Lamar Consolidated ISD Superintendent Roosevelt Nivens and Board President Joy Williams spoke on the district’s rapid growth, local control, staffing shortages and more during a Nov. 3 luncheon.
The Fort Bend Chamber of Commerce’s Education Division hosted the event that drew stakeholders from the Fort Bend County community to hear about what’s going on in Texas’ fifth fastest-growing school district.
The district covers 385 square miles, or about 43 percent of Fort Bend County. More than 39,000 students attend Lamar CISD schools from 15 municipalities, including Rosenberg, Richmond, Katy and Fulshear. More than 5,000 employees support the students at 46 campuses. More campuses are being added each year.
Demographers project the district will add more than 41,000 new homes over the next decade, serving more than 64,000 students by 2030. The district is projected to need 12 additional schools over the next decade.
“While Lamar CISD’s rapid growth is a sign of thriving schools and an engaged community, it also presents its own set of challenges,” Williams said. “As we continue to open new schools to keep up with our rapid growth, it is also important for us to maintain and update our existing facilities to ensure that all of our students have access to high-quality learning environments.”
The availability of buses, technology and other resources is a challenge, Williams said.

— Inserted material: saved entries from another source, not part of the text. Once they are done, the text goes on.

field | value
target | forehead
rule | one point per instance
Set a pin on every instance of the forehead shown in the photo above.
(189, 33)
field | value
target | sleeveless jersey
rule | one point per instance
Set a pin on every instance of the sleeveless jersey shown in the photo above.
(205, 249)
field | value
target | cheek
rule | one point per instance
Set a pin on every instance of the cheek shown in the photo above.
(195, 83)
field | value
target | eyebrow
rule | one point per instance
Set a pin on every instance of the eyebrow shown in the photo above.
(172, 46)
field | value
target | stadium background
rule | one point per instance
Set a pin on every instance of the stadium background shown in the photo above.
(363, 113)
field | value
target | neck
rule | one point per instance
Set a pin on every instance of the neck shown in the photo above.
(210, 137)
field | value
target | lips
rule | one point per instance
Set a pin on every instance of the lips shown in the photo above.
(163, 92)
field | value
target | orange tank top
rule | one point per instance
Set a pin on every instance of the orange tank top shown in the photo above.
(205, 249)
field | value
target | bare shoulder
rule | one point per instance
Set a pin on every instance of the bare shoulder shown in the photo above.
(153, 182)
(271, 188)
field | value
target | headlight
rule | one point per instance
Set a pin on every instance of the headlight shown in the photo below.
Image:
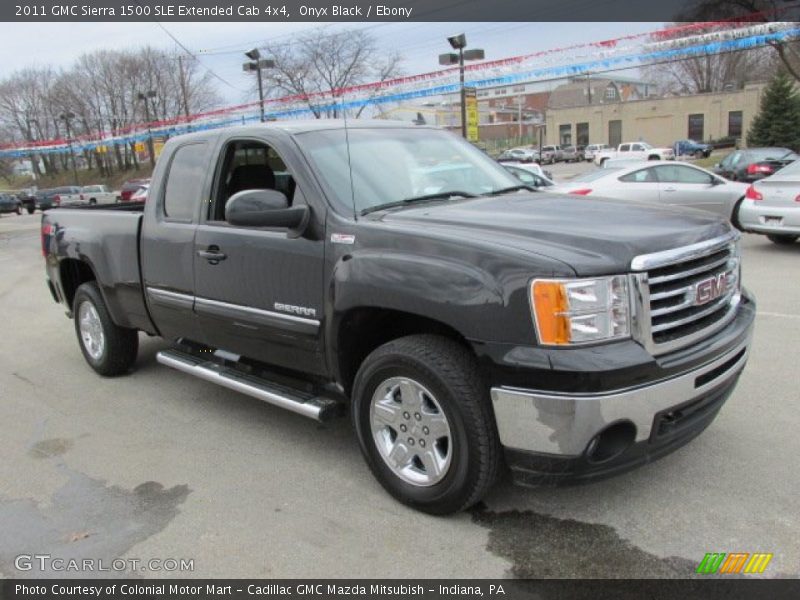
(576, 311)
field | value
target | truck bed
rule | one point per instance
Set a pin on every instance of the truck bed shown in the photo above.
(107, 239)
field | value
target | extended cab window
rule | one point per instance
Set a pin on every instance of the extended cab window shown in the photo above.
(641, 176)
(250, 165)
(185, 182)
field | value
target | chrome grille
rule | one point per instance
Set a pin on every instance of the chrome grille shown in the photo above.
(685, 294)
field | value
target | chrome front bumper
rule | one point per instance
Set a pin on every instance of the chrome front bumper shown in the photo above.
(564, 424)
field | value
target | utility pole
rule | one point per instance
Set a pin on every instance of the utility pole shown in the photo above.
(66, 117)
(256, 64)
(145, 96)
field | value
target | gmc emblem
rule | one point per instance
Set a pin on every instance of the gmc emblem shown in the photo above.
(710, 289)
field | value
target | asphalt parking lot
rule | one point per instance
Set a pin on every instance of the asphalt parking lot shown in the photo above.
(160, 465)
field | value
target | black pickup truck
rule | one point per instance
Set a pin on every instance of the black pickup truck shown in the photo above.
(467, 322)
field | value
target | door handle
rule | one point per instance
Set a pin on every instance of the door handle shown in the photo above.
(212, 254)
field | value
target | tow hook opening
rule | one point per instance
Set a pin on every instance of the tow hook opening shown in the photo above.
(611, 442)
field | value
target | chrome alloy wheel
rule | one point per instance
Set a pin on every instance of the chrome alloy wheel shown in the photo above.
(92, 336)
(411, 431)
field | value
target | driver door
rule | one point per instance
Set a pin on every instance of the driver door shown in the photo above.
(259, 291)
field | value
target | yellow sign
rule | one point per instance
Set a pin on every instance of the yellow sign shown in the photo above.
(472, 114)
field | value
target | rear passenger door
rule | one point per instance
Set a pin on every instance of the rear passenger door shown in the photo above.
(262, 297)
(681, 185)
(640, 185)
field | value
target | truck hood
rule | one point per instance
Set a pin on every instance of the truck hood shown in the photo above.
(592, 235)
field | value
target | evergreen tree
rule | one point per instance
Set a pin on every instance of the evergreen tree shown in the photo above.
(778, 120)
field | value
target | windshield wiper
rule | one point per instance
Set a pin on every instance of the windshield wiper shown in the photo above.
(513, 188)
(414, 199)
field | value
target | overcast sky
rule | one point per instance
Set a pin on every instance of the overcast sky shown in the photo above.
(31, 44)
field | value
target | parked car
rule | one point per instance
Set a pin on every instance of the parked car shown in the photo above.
(28, 199)
(67, 196)
(638, 150)
(97, 194)
(551, 154)
(570, 154)
(676, 183)
(752, 164)
(592, 149)
(520, 154)
(130, 187)
(532, 177)
(692, 148)
(772, 206)
(466, 329)
(10, 203)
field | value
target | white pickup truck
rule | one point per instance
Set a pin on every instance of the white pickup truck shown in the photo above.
(97, 194)
(635, 150)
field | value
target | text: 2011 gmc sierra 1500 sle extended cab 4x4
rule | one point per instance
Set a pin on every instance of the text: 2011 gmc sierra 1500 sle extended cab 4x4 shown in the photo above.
(467, 322)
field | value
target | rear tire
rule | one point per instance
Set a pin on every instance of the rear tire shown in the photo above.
(108, 348)
(782, 240)
(424, 392)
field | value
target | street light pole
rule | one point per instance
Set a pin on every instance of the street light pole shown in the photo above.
(459, 42)
(463, 91)
(66, 118)
(256, 64)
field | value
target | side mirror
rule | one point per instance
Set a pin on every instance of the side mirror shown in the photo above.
(265, 208)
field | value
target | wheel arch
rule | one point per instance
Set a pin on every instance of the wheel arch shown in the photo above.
(363, 329)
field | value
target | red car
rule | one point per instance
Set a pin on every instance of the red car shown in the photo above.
(130, 187)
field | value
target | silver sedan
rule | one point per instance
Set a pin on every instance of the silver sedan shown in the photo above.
(772, 206)
(673, 183)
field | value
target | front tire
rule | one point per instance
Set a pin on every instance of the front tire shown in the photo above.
(735, 214)
(782, 240)
(425, 425)
(108, 348)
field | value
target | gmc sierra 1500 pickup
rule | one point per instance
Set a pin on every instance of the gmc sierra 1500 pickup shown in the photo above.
(467, 322)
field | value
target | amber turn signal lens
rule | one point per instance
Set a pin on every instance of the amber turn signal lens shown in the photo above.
(549, 299)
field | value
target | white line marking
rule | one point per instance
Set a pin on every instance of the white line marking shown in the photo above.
(781, 315)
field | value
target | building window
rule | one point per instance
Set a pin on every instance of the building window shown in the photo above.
(696, 127)
(614, 133)
(735, 123)
(582, 134)
(565, 134)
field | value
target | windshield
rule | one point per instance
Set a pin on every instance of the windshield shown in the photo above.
(592, 175)
(393, 165)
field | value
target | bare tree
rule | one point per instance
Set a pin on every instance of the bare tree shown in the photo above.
(315, 66)
(102, 91)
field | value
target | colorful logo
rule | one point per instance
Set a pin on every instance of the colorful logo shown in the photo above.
(733, 563)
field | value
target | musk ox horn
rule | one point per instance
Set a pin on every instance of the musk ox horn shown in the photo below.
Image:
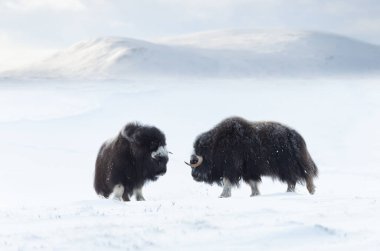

The district was transporting around 11,000 on buses at the close of the 2020-21 school year but is now transporting more than 16,000 students.
Williams reported that the district has one of the area’s lowest tax rates and a track record of financial transparency and accountability. She said it has offered its employees salary increases each year for the last 10 years.
The district’s strategic plan, Williams said, focuses on five priorities: adapting the process for student learning, preparing students to be successful in an evolving world, fostering a safe and healthy environment, planning for rapid growth while maintaining the district’s culture and centering in on talent.
She stressed the need for local control for the board to make decisions for its students and communities, giving the example of responding to the pandemic. “We appreciate the ability to make decisions that are specifically tailored to our own community.” When the state presents unfunded mandates, Williams said it poses challenges.
As education faces staffing shortages, Nivens noted a trend that began years ago where fewer students were majoring in education. He attributed it, in part, to society’s devaluing the role of educators and said with fewer students, colleges of education lower their standards for the students they do have. Some teachers, Nivens said, lack proper preparation while others have fallen back on teaching when their corporate careers did not pan out.
He said the district is currently down about 50 staff members and began the school year down about 50 bus drivers and child nutrition staff members. Some classes are doubled up, and some bus drivers run double and triple routes, leaving some students to be picked up 60 or 90 minutes late.
The district is working to recruit student teachers and maintain great relationships with colleges and universities that will send students its way. Nivens said he takes no issue with “begging” talented people to come and stay because they lead to the best outcomes for students.
Lamar CISD also works to support current teachers through employee assistance programs because the pandemic has worn down everyone, Nivens said.
He struggled to read and write until a sixth grade teacher recognized what was going on and intervened. He said the district must make every effort to reach at-risk students, so it partners with groups like the George Foundation that financially support their social-emotional needs.
Conversations about funding the district’s rapid growth are unending, Nivens said. Earlier in the day, he had held a meeting with mayors and city managers from the 15 municipalities it serves to discuss plans. “I always say, ‘What’s best for the city is best for the school, and what’s best for the school is best for the city.’ So we just have to make sure we’ve become strong partners in that and clearly communicate, have two-way communication so we can make sure that we’re doing the best thing we can for students.”
Nivens said as he was researching to become superintendent of Lamar CISD, he was drawn to the district because he could see in online board meetings that the seven board members were all focused on students. In today’s challenging climate, school board members can encounter personal attacks, keyed cars, slashed tires and even death threats. But they join to serve students and communities, Nivens said in thanks.
“They’re here now, and they all have jobs. They all have families and things they need to be doing, but they’re here right now supporting the school system in their volunteer job.”